Karena itu, tidak mengherankan jika pada sisi audit, hasil pemeriksaan Badan Pemeriksa Keuangan (BPK) selalu menemukan penyimpangan atas pengelolaan dana bansos dan hibah. Bahkan dalam beberapa kasus, itu dikategorikan sebagai bagian dari tindak pidana korupsi. Semua hal itu tentu tidak terlepas dari politik alokasi anggaran yang memang berpotensi sangat besar untuk disalahgunakan baik oleh kepala daerah maupun kementerian.

Terobosan pengawasan

Kondisi tersebut tentu saja melahirkan situasi yang tidak fair dalam penyelenggaraan pemilu. Harus diakui bahwa pejabat aktif tentu lebih memiliki peluang paling besar untuk menggunakan anggaran, fasilitas, dan kekuasaan yang melekat pada jabatannya untuk kepentingan politik. Karena itu, pengawasan pemilu harusnya masuk ranah kekuasaan yang dijalankan para caleg.

Namun, fakta yang lain justru memperlihatkan ringkihnya pengawasan pemilu. Institusi penyelenggara pemilu terlihat gagap dalam melakukan pengawasan terhadap peserta pemilu yang nyata-nyata melakukan pelanggaran. Contoh yang paling sederhana ialah soal pemasangan atribut kampanye yang melanggar aturan.

Saat ini atribut peserta pemilu dengan mudahnya dapat dijumpai dalam ruang-ruang publik. Padahal, secara hukum pemasangan atribut tersebut dapat dikategorikan sebagai pelanggaran pemilu karena dipasang pada tempat yang dilarang.

Lalu, bagaimana penyelenggara pemilu bisa mengidentifikasi dan menindak pelanggaran yang dilakukan secara terselubung melalui program di kementerian tertentu, sementara pelanggaran yang terlihat nyata sekalipun tidak dilakukan tindakan hukum yang tegas? Itulah potret nyata bahwa sistem pengawasan pemilu jauh tertinggal di belakang, sementara pelanggaran pemilu telah dikreasikan sedemikian rupa untuk menyiasati celah hukum.

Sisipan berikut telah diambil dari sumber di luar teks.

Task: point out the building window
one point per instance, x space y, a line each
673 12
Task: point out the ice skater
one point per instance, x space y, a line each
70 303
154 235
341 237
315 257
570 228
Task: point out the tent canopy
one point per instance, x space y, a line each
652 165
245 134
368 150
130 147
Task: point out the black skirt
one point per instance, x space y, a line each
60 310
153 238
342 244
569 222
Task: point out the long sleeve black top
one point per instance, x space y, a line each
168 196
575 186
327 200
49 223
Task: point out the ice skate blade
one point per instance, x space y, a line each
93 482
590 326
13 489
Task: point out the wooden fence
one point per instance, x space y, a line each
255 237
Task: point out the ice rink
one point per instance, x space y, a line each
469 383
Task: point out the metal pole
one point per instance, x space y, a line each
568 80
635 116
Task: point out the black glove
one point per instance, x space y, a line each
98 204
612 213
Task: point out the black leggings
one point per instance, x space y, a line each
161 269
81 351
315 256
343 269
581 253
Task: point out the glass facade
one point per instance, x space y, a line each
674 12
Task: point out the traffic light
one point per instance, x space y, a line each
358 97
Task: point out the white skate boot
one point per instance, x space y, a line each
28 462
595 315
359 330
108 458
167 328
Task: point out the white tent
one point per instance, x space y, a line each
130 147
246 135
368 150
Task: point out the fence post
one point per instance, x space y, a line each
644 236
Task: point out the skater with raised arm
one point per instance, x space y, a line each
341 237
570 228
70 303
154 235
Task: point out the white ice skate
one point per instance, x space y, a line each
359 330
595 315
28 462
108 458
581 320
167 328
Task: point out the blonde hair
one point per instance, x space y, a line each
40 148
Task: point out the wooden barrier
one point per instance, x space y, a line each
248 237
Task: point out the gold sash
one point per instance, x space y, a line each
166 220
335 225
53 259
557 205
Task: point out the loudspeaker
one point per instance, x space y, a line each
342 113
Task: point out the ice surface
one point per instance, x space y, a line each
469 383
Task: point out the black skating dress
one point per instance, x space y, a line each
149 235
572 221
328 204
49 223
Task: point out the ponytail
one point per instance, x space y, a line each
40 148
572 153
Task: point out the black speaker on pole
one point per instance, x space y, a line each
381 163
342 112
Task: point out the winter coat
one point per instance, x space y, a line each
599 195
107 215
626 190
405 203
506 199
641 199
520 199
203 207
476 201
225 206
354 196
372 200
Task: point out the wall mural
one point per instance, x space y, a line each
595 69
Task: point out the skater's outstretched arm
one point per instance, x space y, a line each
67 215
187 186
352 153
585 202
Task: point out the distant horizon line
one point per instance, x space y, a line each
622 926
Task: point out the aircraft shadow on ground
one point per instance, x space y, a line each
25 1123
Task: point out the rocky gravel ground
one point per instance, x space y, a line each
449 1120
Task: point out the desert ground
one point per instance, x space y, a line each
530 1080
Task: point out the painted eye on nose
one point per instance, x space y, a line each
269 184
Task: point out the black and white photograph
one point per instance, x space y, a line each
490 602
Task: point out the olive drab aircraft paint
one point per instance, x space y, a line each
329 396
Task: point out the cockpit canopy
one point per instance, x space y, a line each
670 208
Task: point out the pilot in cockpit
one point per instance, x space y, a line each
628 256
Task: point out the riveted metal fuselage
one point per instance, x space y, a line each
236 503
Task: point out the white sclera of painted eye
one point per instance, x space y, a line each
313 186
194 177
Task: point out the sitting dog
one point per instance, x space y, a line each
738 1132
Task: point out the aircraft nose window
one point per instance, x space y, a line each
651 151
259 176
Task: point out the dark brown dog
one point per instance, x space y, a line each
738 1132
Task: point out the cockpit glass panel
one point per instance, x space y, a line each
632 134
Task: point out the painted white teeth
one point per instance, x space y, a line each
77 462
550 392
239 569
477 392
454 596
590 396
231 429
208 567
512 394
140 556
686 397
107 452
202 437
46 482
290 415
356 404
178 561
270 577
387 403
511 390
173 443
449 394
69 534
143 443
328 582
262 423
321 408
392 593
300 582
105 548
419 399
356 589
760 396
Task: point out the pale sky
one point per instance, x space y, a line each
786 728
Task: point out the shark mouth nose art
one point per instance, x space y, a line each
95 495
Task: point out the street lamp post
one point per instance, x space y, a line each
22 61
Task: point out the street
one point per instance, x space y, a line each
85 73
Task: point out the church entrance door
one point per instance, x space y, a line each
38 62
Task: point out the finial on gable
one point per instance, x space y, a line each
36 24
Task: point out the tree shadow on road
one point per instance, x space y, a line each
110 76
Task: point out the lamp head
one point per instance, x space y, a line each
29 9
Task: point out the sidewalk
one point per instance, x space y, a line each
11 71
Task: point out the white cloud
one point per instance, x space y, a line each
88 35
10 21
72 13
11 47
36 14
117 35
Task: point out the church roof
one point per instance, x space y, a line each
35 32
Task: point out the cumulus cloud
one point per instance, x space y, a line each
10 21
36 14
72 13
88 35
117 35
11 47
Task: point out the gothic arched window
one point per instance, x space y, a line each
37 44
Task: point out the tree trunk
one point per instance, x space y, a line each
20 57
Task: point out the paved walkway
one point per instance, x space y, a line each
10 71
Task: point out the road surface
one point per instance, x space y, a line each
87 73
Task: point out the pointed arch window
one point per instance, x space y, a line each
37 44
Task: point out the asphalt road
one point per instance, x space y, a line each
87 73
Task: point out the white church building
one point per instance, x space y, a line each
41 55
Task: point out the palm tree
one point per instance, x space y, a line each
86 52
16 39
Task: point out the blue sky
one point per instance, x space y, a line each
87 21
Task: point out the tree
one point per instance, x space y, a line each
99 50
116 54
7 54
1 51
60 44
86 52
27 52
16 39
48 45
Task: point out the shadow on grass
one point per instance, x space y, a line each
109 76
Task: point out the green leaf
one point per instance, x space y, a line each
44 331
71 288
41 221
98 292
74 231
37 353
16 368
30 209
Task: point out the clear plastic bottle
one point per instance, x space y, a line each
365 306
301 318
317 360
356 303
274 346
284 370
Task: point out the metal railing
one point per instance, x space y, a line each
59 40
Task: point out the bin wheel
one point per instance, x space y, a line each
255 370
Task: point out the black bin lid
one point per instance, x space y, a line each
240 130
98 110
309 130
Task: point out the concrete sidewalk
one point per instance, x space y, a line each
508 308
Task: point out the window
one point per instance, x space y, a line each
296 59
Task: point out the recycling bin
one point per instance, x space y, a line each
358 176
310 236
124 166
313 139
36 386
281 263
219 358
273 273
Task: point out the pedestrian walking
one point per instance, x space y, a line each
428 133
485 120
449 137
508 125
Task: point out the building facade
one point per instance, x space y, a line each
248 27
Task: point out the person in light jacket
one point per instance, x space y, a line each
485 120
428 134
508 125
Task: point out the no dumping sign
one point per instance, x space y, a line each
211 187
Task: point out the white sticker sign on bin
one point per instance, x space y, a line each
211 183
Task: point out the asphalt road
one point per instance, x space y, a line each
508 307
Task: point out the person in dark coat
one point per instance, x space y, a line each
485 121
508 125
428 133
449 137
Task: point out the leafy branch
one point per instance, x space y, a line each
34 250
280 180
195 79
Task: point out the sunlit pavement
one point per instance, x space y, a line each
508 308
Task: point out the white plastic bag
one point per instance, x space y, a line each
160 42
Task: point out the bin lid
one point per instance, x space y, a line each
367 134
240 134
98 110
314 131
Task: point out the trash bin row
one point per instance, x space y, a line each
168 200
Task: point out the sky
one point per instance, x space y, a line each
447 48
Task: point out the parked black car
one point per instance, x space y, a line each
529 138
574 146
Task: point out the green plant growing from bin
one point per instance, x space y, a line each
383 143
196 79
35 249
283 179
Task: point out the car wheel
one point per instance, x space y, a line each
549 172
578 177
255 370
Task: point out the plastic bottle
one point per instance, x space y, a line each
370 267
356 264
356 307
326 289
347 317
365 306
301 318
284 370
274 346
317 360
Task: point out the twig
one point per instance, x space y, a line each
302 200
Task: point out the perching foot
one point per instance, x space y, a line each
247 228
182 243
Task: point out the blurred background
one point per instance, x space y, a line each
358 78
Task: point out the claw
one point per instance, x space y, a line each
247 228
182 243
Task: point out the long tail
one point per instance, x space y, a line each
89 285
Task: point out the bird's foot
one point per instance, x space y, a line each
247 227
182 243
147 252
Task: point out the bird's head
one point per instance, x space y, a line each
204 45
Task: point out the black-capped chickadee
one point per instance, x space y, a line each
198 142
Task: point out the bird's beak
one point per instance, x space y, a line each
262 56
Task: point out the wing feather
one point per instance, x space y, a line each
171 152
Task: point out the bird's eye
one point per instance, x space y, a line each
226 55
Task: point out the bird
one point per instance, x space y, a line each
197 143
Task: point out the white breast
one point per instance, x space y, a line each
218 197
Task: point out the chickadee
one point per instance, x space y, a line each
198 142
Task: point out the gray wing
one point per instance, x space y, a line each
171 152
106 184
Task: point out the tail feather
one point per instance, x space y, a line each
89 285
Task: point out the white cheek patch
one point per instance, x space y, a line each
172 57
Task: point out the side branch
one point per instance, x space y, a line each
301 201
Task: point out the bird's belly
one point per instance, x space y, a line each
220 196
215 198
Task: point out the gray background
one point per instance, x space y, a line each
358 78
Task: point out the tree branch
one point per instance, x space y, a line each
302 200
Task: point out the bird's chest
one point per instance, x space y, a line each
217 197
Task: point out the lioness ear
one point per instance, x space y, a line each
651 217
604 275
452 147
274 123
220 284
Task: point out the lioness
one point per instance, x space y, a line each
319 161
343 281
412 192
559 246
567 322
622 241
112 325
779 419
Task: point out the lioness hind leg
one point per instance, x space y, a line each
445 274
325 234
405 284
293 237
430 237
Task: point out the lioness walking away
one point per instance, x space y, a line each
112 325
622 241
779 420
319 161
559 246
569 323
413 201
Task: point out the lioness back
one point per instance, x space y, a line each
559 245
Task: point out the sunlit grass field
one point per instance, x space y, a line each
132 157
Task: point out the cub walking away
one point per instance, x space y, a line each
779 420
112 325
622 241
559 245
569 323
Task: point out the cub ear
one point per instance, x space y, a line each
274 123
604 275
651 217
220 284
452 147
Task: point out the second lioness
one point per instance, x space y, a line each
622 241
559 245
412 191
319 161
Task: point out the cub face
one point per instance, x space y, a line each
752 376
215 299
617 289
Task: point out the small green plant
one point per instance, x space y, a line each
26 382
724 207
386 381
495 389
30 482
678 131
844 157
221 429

Ke depan mungkin perlu ada terobosan penegakan hukum dalam hal pengawasan pemilu. Pengawasan pemilu hendaknya tidak dibatasi kerangka hukum pemilu saja, ada regulasi lain yang bisa diterapkan untuk menjerat peserta pemilu yang melakukan pelanggaran.

Dalam konteks penyalahgunaan anggaran, jabatan atau fasilitas negara bagi menteri aktif dan incumbent harusnya menggunakan terobosan hukum tidak hanya dalam konteks hukum kepemiluan. Ada instrumen hukum lain, misalnya dengan menggunakan Undang-Undang tentang Pemberantasan Tindak Pidana Korupsi. 

Karena rumusan tentang penyalahgunaan jabatan untuk kepentingan pribadi ialah bagian dari tindak pidana korupsi. Terobosan semacam itu penting dilakukan agar kelemahan pengawasan pemilu benar-benar menjamin pelaksanaan pemilu yang fair bagi semua peserta pemilu.